Capítulo
35
Esta vez, el carcelero no abrió la puerta de la celda. Sentía que su paciencia tenía límites, y no podía permitir que ese hombre se entregara una y otra vez a visitas descaradas durante su turno. Aquellas monedas de plata las había aceptado con el corazón tembloroso. Aunque no podía ofender al señor Xu, aun así, decidió expresar su descontento de esta manera.
Por suerte, el erudito de negro no pareció
darle demasiada importancia. O quizás sí le importaba, pero no lo mostró. Al
menos en apariencia, no se le veía enfadado.
El carcelero se sintió algo incómodo, como
si hubiese reaccionado con exceso. Pero en verdad no deseaba que ese hombre
viniera por tercera vez, así que se mantuvo firme y no abrió la puerta.
Tenía sus razones: así era más seguro.
Luego se retiró, comprensivo, dejando a los
dos viejos conocidos un espacio para conversar. Pensó que así, la próxima vez
que viera al señor Xu, sería más fácil saludarlo.
Chen Zeming y el erudito de negro se
miraron a través de la puerta de la celda durante un momento.
El erudito sonrió levemente.
—¿El general ya lo ha decidido?
La mirada de Chen Zeming recorrió las
cadenas que lo rodeaban.
—La prisión celestial es un lugar de máxima
seguridad, con muchos soldados. ¿Cómo piensan sacarme de aquí?
El erudito mostró una pizca de alegría y
bajó la cabeza.
—El plan será minucioso. No habrá fisuras.
—¿Y mis padres y mi familia?
El erudito soltó una risa.
—Ya suponíamos que el general no podría
dejar de preocuparse por sus seres queridos… Hagamos esto: escriba una carta,
con discreción, basta con decir que quien la entrega es de confianza. Yo
mandaré a alguien a entregarla en su residencia, para que preparen algunas
pertenencias personales. Cuando se produzca el rescate aquí, allá podrán salir
de la ciudad. Habrá gente esperándolos fuera.
Chen Zeming guardó silencio un momento.
—…La capital está tan fuertemente
custodiada, y aun así han logrado infiltrar a tantos.
El erudito se mostró orgulloso.
—El príncipe ha trabajado en esto durante
mucho tiempo…
Al llegar a ese punto, se detuvo de golpe y
miró a Chen Zeming con cautela.
Chen Zeming pareció no notarlo, y dijo
tranquilamente:
—¿Así que llevas años en la capital?
El erudito se tensó. Tardó un momento en
responder.
—…Esas cosas, cuando estemos allá, el
príncipe se las explicará con detalle.
Chen Zeming lo observó un rato, y de pronto
le sonrió levemente.
—Está bien. Por favor, tráigame papel y
pincel para escribir a mi familia.
El erudito, que había albergado una ligera
sospecha, se sintió aliviado al oír eso. Una vez escrita la carta, todo
quedaría sellado, y Chen Zeming no podría arrepentirse. Salió a pedir papel y
pincel, y se los entregó al general.
Pero Chen Zeming no los tomó. En su rostro
apareció una expresión de duda.
El erudito temió que la situación cambiara,
y murmuró:
—Si el Emperador Xiao no es virtuoso, ¿por
qué habría de ser un funcionario leal? Si el mundo se entera de esto, no
elogiarán su fidelidad, sino que se burlarán de usted por ser un hombre de
siete pies de altura, débil y fácil de engañar.

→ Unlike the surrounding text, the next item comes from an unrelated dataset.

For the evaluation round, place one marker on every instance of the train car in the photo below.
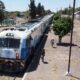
(16, 45)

Chen Zeming escuchó esas palabras, y en sus
ojos apareció una expresión de dolor. Quedó absorto unos instantes, y luego
extendió la mano lentamente.
El erudito soltó un suspiro de alivio, a
punto de sonreír, pero entonces vio que los dedos de Chen Zeming pasaban de
largo el papel… y de inmediato sintió que algo no estaba bien.
Cuando el erudito de negro intentó
retirarse, aquella mano, que parecía moverse con lentitud, se lanzó como el
viento y ya le había sujetado la muñeca. La apretó con fuerza, como un aro de
hierro, haciéndole doler hasta los huesos.
El erudito se quedó lívido de espanto.
Forcejeó con urgencia, pero Chen Zeming lo jaló con violencia, atrapándole el
brazo entre los barrotes de madera. Quedó inmovilizado, el rostro súbitamente
pálido como el papel.
Fue entonces cuando el papel y el pincel
cayeron al suelo. La tinta se derramó en un torbellino oscuro, salpicando las
botas de ambos.
El erudito, con el rostro ceniciento, no
opuso resistencia mientras Chen Zeming le ataba las manos a la espalda. Solo rio
y dijo:
—El general Chen desprecia un futuro
brillante y prefiere dejarse humillar por ese emperador, contento de ser su
juguete. Esa ambición, nadie la habría imaginado. En verdad, un gran hombre
entre los hombres. ¡Príncipe, príncipe! Esta vez, os habéis equivocado…
Chen Zeming lo ató con su propio cinturón,
con fuerza. Había mantenido los labios apretados, sin intención de responder,
pero al oír aquellas palabras, su rostro palideció sin remedio. Pasó un momento
antes de que lograra decir, con voz contenida:
—Chen… prefiere ser un juguete, antes que
un traidor a la nación.
El erudito seguía burlándose sin cesar. Era
diestro en el arte de la provocación, y al verse sin esperanza, se volvió aún
más deslenguado. Sus palabras se tornaron cada vez más sucias, hasta volverse
insoportables. Pero al oír aquella frase, se quedó mudo, como si algo lo
hubiera golpeado.
En esas palabras había un dolor
indescriptible, una rectitud que se alzaba como una ola imponente. Al
saborearlas con detenimiento, uno no podía evitar estremecerse.
Detrás de él, Chen Zeming también guardaba
silencio. No volvió a moverse.
Cuando se supo que en la prisión celestial
se había capturado a un espía de los hunos, todos quedaron atónitos. Mientras
el Ministerio de Justicia investigaba con premura, el emperador convocó de
pronto a Chen Zeming al palacio para interrogarlo.
Yang Ruqin fue personalmente a buscarlo. En
su rostro asomaba una leve sonrisa.
—Felicidades, general… El cielo nunca
cierra todos los caminos.
Pero Chen Zeming no mostró ni una pizca de
alegría. Solo lo miró fijamente. Yang Ruqin, al notar su expresión, estaba por
preguntar, cuando Chen Zeming dijo de pronto:
—Tengo un asunto que quisiera pedirle al
señor Yang…
Lo miró con súplica.
Yang Ruqin se quedó perplejo. No sabía por
qué, pero aquella mirada le impedía negarse.
Cuando el eunuco anunció con voz aguda la
audiencia de Chen Zeming, el Emperador sintió, inesperadamente, un leve alivio.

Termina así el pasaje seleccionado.